- Un article, qui paraît ce jeudi dans Clinical Microbiology and Infection, montre, en analysant 29 études, que la fameuse hydroxychloroquine n’a pas d’effet sur les patients Covid-19.
- Par ailleurs, pour la première fois, ces travaux dévoilent que le cocktail hydroxychloroquine + azithromycine augmente le risque de mourir.
- Nathan Peiffer-Smadja, un des auteurs de cette méta-analyse, nous explique pourquoi il s’agit d’une étape importante.

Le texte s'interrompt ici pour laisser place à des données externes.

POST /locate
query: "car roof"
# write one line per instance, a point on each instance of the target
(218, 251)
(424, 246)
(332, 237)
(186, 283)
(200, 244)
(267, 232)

Jamais (sans doute) les Français ne s’étaient autant pris de passion pour des molécules aux noms complexes. Faut-il prendre de l’hydroxychloroquine avec de l’azithromycine face au coronavirus ? Après de nombreux rebondissements, une étude, qui paraît ce jeudi dans Clinical Microbiology and Infection, pourrait (encore) relancer le débat. Ou le clore.
Selon cette méta-analyse, prendre de l’hydroxychloroquine contre le Covid ne sert à rien. Pire, prendre le cocktail hydroxychloroquine + azithromycine augmente le risque de mourir. L’un des auteurs de cet article, Nathan Peiffer-Smadja, infectiologue à l’Inserm, nous explique pourquoi cette publication devrait attirer l’attention.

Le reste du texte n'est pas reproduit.